Using AWS Glue Catalog

CREATE SINK hourly_orders_glue_sink
FROM hourly_order_summary
WITH (
    connector = 'iceberg',
    type = 'append-only',
    catalog.type = 'glue',
    catalog.id = '123456789012',
    warehouse.path = 's3://my-data-lake/warehouse',
    s3.region = 'us-east-1',
    database.name = 'analytics',
    table.name = 'hourly_orders'
);

Iceberg Catalog Options in 2026

Catalog choice affects governance, discoverability, and query engine compatibility. Here is how the main options compare.

REST Catalog (Polaris, Unity Catalog, Tabular)

The REST Catalog specification defines a standard HTTP API for Iceberg catalog operations. Any engine implementing the spec can talk to any REST Catalog server.

Polaris (Apache): Open source, donated by Snowflake to the Apache Software Foundation. Runs on-premises or on any cloud. Provides role-based access control, namespace management, and credential vending (short-lived credentials scoped to specific tables). The reference implementation for the open REST Catalog spec.

Unity Catalog (Databricks): Supports Iceberg tables alongside Delta Lake tables. Best choice if you are already in the Databricks ecosystem. Implements the REST Catalog spec, so non-Databricks engines can read your Unity-catalogued Iceberg tables.

When to use: All new deployments. The REST API is the lingua franca of Iceberg in 2026.

AWS Glue Catalog

AWS Glue is a managed metadata catalog that integrates natively with AWS services. Athena, EMR, Glue ETL jobs, and RisingWave running in AWS all discover Iceberg tables through Glue with no additional infrastructure.

When to use: AWS-native deployments where you want zero-management catalog infrastructure and tight Athena integration.

Limitation: Vendor-specific. If you need engines outside AWS to access the same catalog, you need a REST layer in front of Glue or a separate catalog sync.

Hive Metastore

The original Iceberg catalog, inherited from the Hive ecosystem. Stateful, requires a running Thrift server, operationally complex.

When to use: Legacy environments where Hive Metastore is already deployed and teams are not ready to migrate.

Recommendation: Do not start new projects on Hive Metastore. Migrate to REST Catalog when the opportunity arises.

Nessie

Nessie provides Git-like branching semantics for data. You can create a branch, apply changes (new files, schema evolution, partition changes), and merge back to main. If the experiment goes wrong, you discard the branch.

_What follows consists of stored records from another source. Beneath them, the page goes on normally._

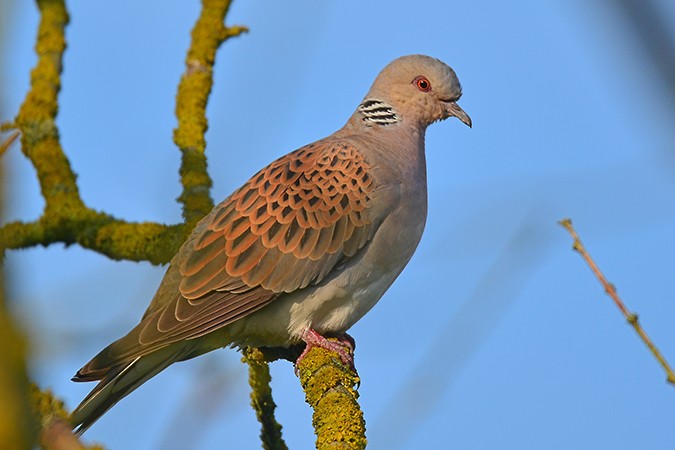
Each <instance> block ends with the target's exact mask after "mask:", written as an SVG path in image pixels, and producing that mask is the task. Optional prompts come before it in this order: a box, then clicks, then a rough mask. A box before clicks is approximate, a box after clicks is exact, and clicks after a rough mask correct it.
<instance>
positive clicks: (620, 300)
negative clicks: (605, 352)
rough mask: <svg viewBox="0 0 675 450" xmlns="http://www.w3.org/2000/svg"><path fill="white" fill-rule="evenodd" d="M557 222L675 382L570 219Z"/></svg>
mask: <svg viewBox="0 0 675 450" xmlns="http://www.w3.org/2000/svg"><path fill="white" fill-rule="evenodd" d="M559 223H560V225H561V226H562V227H563V228H565V229H566V230H567V232H568V233H569V234H570V236H572V239H573V240H574V242H573V244H572V248H573V249H574V250H575V251H577V252H578V253H579V254H580V255H581V257H582V258H583V259H584V261H586V264H588V267H590V268H591V271H592V272H593V274H594V275H595V277H596V278H597V279H598V281H600V284H602V287H603V288H605V292H606V293H607V295H609V296H610V297H611V299H612V301H613V302H614V304H615V305H616V307H617V308H619V310H620V311H621V314H623V316H624V317H625V318H626V320H627V321H628V323H629V324H630V325H631V326H632V327H633V329H634V330H635V332H636V333H637V334H638V336H640V339H642V342H644V343H645V345H646V346H647V348H648V349H649V351H650V352H651V354H652V355H653V356H654V358H656V360H657V361H658V362H659V364H660V365H661V367H662V368H663V370H664V371H665V372H666V379H667V381H668V382H669V383H671V384H675V373H673V369H672V368H671V367H670V364H668V361H666V359H665V358H664V357H663V355H662V354H661V352H660V351H659V349H658V348H656V346H655V345H654V343H653V342H652V340H651V339H650V338H649V336H648V335H647V332H646V331H645V330H644V328H642V325H640V322H639V321H638V316H637V314H635V313H632V312H630V311H629V310H628V308H627V307H626V305H625V304H624V303H623V301H622V300H621V298H620V297H619V294H617V292H616V287H615V286H614V285H613V284H612V283H610V282H609V281H607V278H605V276H604V275H603V274H602V272H601V271H600V268H599V267H598V265H597V264H596V263H595V261H593V258H591V255H589V254H588V251H586V248H585V247H584V245H583V244H582V243H581V239H579V235H578V234H577V232H576V230H575V229H574V227H573V226H572V220H571V219H563V220H561V221H560V222H559Z"/></svg>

When to use: Teams doing frequent schema experiments, ML feature engineering iterations, or blue-green data pipeline deployments. Nessie adds overhead for simple ingestion pipelines that do not need branching semantics.

Time Travel in the Streaming Context

Iceberg stores a snapshot for every commit. Each commit from a streaming engine (RisingWave writing to Iceberg every 60 seconds, for example) creates a new snapshot. The metadata layer records which Parquet files belong to which snapshot and when the snapshot was created.

Time travel lets you query the state of a table at any past point. With Trino:

-- Query hourly_orders as it was 24 hours ago
SELECT *
FROM analytics.hourly_orders
FOR TIMESTAMP AS OF (CURRENT_TIMESTAMP - INTERVAL '24' HOUR);

With DuckDB via PyIceberg:

from pyiceberg.catalog import load_catalog

catalog = load_catalog("rest", **{"uri": "https://catalog.example.com"})
table = catalog.load_table("analytics.hourly_orders")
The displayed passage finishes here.